The report, carried out over two months by audit firm Centium Group under the instruction of Australian Minister for Territories Paul Fletcher, found the regulator to be “beyond redemption”, with concerns including transparency, oversight and conflicts of interest.
The report reads: “The authority and the former administration have been more concerned about raising revenue from gaming licences than having due regard to its regulatory functions.
“We recommend that it not continue to operate in its current form.”
NIGA, based on the tiny islet of Norfolk Island in the Pacific Ocean, was stripped of its power to grant gambling licences to international operators in April, after concerns were raised over its 2015 licensing of BetHQ, an operator with reported links to controversial online betting exchange CITIbet.

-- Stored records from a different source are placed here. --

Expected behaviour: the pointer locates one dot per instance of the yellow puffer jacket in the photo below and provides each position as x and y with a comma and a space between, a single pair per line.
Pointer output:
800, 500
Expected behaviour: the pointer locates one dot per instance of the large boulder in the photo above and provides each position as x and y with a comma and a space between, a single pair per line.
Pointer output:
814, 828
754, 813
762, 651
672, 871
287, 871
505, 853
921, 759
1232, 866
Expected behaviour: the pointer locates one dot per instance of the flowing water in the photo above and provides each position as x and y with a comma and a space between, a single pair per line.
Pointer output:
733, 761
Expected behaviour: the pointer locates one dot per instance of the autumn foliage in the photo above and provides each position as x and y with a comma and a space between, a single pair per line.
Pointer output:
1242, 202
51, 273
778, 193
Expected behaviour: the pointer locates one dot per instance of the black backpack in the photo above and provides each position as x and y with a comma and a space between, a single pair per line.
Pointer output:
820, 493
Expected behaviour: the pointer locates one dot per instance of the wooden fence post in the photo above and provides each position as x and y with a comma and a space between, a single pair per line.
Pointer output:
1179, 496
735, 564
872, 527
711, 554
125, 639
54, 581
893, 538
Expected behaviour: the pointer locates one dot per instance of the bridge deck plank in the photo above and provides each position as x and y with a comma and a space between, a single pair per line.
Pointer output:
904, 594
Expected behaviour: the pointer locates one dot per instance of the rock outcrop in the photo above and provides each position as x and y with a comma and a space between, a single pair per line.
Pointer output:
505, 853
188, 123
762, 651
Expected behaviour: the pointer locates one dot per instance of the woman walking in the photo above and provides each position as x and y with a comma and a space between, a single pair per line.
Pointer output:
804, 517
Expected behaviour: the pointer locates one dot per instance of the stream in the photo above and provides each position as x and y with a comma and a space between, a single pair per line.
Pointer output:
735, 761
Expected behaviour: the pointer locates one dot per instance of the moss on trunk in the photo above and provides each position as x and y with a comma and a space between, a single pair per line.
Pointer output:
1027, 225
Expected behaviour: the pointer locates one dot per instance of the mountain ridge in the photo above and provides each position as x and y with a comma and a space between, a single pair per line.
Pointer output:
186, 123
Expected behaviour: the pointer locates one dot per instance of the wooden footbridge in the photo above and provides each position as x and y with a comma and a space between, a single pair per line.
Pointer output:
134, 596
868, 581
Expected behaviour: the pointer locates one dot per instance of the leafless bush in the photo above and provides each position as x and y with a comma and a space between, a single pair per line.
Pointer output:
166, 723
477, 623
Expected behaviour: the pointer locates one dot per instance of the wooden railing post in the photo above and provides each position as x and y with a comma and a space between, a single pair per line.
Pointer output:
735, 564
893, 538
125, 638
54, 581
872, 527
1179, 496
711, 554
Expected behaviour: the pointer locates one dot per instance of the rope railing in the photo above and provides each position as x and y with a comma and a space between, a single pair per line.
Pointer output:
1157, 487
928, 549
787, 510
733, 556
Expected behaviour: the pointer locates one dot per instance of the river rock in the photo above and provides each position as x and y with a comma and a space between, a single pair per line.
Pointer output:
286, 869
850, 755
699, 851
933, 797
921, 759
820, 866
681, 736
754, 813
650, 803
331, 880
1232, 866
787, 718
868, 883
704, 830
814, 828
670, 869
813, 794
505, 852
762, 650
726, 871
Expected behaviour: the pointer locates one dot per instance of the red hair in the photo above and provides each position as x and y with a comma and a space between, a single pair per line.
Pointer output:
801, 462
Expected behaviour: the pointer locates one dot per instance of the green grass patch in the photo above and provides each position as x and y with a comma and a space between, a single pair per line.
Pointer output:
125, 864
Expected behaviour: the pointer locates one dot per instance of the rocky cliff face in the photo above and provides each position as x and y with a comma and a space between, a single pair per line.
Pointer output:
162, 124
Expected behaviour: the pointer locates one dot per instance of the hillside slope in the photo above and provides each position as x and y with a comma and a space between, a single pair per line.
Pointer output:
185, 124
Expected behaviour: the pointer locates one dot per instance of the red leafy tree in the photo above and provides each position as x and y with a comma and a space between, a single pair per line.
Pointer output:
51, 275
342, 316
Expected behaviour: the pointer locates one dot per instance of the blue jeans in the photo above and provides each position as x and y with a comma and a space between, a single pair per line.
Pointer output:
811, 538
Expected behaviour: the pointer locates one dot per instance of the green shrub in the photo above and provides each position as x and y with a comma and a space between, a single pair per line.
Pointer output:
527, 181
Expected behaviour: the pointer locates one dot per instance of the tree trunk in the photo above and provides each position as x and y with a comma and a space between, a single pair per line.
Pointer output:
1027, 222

Also highlighted as an issue in the report was the conflict of interest arising from the NIGA Director being the brother-in-law of the island’s former Chief Minister and Minister for Tourism, Industry and Development.
The latter’s potential influence on internal audits was underlined as a key indicator of NIGA’s not being fit for purpose, while the fact that this relationship was not declared at any stage proved another nail in NIGA’s coffin.
Senator Fiona Nash confirmed the government’s decision to shut NIGA down.
She said: “Gambling in Australia must be carefully regulated to ensure the integrity of our sport and to protect consumers.
“Centium’s report made it abundantly clear that the authority is beyond redemption and that these problems cannot be resolved satisfactorily.
“As a result, I am entirely confident that closing the authority is the right thing to do.”
Operators licensed by NIGA will have until 31 March to secure licences with other jurisdictions.